Ayer volví a buscar a Manuel. No tenía ningún sentido, en realidad. Ya me había mostrado a Dios y había podido sincerarme con él; ya nos habíamos intentado destruir mutuamente sin mucho éxito, cruzando líneas de código como espadas ante la parálisis del anciano, que de pronto parecía no tener ni arte ni parte en el singular encuentro, como si no fuera el auténtico protagonista; ya sabía que la desconexión era irreversible. En cuanto el juego me lo permitió, como si se hubiera encontrado con el fantasma del servidor al que en su día solía conectarse, volví a encontrarme en la habitación de la máquina. Pasé a toda velocidad por los diálogos scriptados de la introducción, alimentando la vana esperanza de que Manuel fuese capaz de hablar, de que su IA hubiese aprendido lo suficiente como para funcionar de forma autónoma.
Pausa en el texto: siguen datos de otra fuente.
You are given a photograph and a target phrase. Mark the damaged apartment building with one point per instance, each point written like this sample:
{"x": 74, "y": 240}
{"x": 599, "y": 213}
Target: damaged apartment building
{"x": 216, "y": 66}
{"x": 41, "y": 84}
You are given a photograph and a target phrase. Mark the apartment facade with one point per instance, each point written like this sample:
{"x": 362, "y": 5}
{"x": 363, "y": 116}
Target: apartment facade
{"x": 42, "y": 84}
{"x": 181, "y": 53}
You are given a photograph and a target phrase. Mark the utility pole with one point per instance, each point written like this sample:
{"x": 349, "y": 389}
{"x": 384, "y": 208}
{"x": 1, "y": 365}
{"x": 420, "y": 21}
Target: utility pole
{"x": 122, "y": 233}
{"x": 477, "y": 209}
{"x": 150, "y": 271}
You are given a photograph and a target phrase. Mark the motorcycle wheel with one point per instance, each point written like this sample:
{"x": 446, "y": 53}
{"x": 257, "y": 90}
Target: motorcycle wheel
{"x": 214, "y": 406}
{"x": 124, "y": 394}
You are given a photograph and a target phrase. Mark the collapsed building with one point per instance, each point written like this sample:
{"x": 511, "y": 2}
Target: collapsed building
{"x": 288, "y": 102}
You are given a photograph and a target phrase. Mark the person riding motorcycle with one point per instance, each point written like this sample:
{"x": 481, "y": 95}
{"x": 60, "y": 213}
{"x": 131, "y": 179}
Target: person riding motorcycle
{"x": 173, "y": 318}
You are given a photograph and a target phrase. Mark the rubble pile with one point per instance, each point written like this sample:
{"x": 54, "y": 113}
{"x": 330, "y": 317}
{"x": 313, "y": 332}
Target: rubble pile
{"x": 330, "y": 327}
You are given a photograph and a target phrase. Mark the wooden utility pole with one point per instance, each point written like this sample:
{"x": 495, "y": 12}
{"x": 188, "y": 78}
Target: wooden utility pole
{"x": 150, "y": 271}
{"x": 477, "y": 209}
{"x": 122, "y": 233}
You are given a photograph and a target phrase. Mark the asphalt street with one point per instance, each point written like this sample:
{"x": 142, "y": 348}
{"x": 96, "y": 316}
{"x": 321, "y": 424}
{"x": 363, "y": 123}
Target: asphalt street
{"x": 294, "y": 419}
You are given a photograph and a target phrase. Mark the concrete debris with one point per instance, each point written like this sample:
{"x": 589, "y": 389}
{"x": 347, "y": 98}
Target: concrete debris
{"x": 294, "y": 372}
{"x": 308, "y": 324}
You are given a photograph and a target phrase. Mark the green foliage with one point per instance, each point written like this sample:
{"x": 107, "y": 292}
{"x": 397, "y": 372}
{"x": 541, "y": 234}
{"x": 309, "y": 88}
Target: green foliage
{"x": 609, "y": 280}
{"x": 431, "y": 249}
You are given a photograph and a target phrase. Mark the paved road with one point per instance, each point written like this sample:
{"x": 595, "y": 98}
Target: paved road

Yo qué sé. Fantasías.

Ahora, Manuel solo puede comportarse como antes hacía muy de vez en cuando, pidiéndote tras un agónico silencio que repitas tu pregunta, por favor, que no te ha entendido. Ahora sí da esa impresión de viejo chocho y ermitaño, siempre con su botella de licor en la mano y rodeado de los mismos aparatos electrónicos que lleva toda la vida reparando para ganarse el pan. Cualquiera compraría esa historia antes que la del hombre que trabó amistad por onda corta con un Dios vagabundo. Tratando en vano de reactivar la voz y la memoria de Manuel, sabiendo perfectamente que el pacto ficcional de Interview With The Whisperer ya no podía aplicarse, cerré mi ciclo de empatía con Robin. Había accedido a realizar una entrevista extraña bajo extrañas reglas, viví algo insólito durante un brevísimo lapso de tiempo y, como el ritmo del periodismo lo marcan los látigos, me fui tan pronto como vi que podía sacar algo en claro de aquello, consciente de que no podía quedarme ahí eternamente. Por haber llegado con el tiempo justo, extraje de Interview With The Whisperer un significado inolvidable, como si hubiera llegado en el momento preciso para ver abrirse una flor de un día. La suerte, como suele decirse, favorece a los tontos.